Chemotherapy, but not endocrine or nontherapy, was associated with high CAML levels. We find that nontreated and hormone-treated patients who should show little change in tumor size have low CAML numbers, fewer than 3–4.1 per 7.5-mL sample. Conversely, when a chemotherapeutic regime was in use, CAML numbers averaged 29 per 7.5-mL sample. The lack of changes seen with hormone therapy and the substantial increase upon implementation of chemotherapy indicate that the mechanism for CAML phagocytosis and/or release into circulation is affected specifically by therapy type. Additionally, these data suggest that CAMLs may provide a sensitive representation of phagocytosis at the tumor site that could quantify a cell-specific innate immune reaction to the extent of cellular debris caused by chemotherapy.

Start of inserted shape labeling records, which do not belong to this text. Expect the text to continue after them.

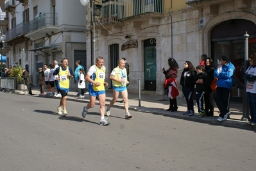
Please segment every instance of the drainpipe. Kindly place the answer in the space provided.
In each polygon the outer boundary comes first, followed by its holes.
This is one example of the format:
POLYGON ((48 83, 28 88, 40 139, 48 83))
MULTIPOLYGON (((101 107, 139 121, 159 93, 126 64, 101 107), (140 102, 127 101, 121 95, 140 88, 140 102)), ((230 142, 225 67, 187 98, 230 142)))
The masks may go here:
POLYGON ((171 17, 171 58, 173 58, 173 16, 171 16, 171 12, 170 12, 170 10, 171 8, 173 8, 173 0, 171 0, 171 7, 170 8, 169 8, 169 15, 171 17))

Data comparing the presence of CAMLs versus CTCs. (A) CTCs were isolated in 15/29 samples by CellSearch and in 21/29 duplicate samples by CellSieve. CAMLs were isolated in 28/29 samples by CellSieve. (B) In 29 different breast cancer patients, CAML number was affected by treatment vs. no treatment. No treatment (open triangle), n = 5 patients; average CAML number = 3. Hormone-based treatment (open circle), n = 7 patients, average CAML number = 4.1. Chemotherapy (solid diamond), n = 17 patients, average CAML number= 29. (C) CAMLs are markers found in the blood of patients with breast (red bars), prostate (blue bars), and pancreatic (yellow bars) cancer in all cancer stages. Each bar represents a single blood sample from a patient with known staging (n = 67).

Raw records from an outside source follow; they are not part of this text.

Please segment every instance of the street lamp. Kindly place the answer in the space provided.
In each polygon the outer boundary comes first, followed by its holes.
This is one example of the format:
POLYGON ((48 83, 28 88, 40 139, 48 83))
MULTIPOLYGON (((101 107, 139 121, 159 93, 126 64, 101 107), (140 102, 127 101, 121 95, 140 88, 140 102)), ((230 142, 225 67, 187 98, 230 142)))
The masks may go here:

CAMLs interact with CTCs (circulating tumor cells) –

We analyzed CAMLs isolated from patient samples for evidence of a CTC/CAML interaction. CTCs were found bound to CAMLs in 4 of 79 patients, all with metastatic disease. In addition, 4 of 79 patients had CAMLs with engulfed cells that appeared to have an epithelial phenotype and an amplified mutation genotype matching the primary tumor. The observed interaction of a dual CTC/CAML pair in 10% of patients is indicative of two possibilities. The first is that these cells interact while in circulation, implying that CAMLs are an active immune response to cancer cells in circulation. Alternatively, these cells might bind at the tumor site and disseminate together into circulation, implying a similar pathway of intravasation. In either case, this pairing of cells is more common than expected, and although there is no evidence implying facilitation or hindrance of the bound CTCs, this observation does suggest that CAMLs may play some participatory role in the migration of cancer cells in the peripheral blood of cancer patients.

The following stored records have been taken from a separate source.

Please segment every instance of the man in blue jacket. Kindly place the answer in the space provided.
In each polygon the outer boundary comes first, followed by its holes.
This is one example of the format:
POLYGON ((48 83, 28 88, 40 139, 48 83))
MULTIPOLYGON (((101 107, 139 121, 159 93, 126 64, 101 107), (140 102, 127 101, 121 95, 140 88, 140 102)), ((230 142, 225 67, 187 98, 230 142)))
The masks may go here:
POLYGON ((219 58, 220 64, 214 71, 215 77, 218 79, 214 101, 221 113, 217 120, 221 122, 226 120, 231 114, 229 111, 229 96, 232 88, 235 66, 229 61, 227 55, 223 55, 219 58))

CAMLs interacting with CTCs in patient blood. Images from left to right show a merged image of DAPI, cytokeratins, EpCAM, and CD45 immunostains and images staining for individual markers. CTCs are filamentous cytokeratin-positive and CD45− cells (Fig. S7). CAMLs are the large CD45+ cells. CTCs and CAMLs were observed with varying levels of interactions. (A) Loose association of a CAML cell (above) and CTC (below). (B) CAML cell (center) bound to a CTC (far left) and an apoptotic cell (far right). (C) Attachment with membranes fusing (image includes a CD45+ blood cell behind the CTC, top right). (D) Engulfment of a putative CTC within the CAMLs cytoplasmic area. (Scale bars, 20 µm.)

Collectively, these data point to using CAML assays as “liquid biopsies” for the diagnosis, staging and monitoring of patients with cancer:

Although only observational, these data provide clinical evidence that proangiogenic cells migrate bound to CTCs. Using these clinical observations, we suggest a theory linking intravasation, migration, and extravasation of CTCs via a single macrophage interaction. Furthermore, we believe these data indicate the complexity of interactions between cancer cells and innate immune cells and suggest that the detection, characterization, and monitoring of the various cellular components present in the peripheral blood of cancer patients are essential elements in the comprehensive biological characterization of solid tumors. Establishing rigorous criteria for the evaluation in monitoring the “liquid phase” of solid tumors would represent an important future approach, potentially useful in the selection and monitoring of standard systemic therapies or combined with more innovative immunotherapies.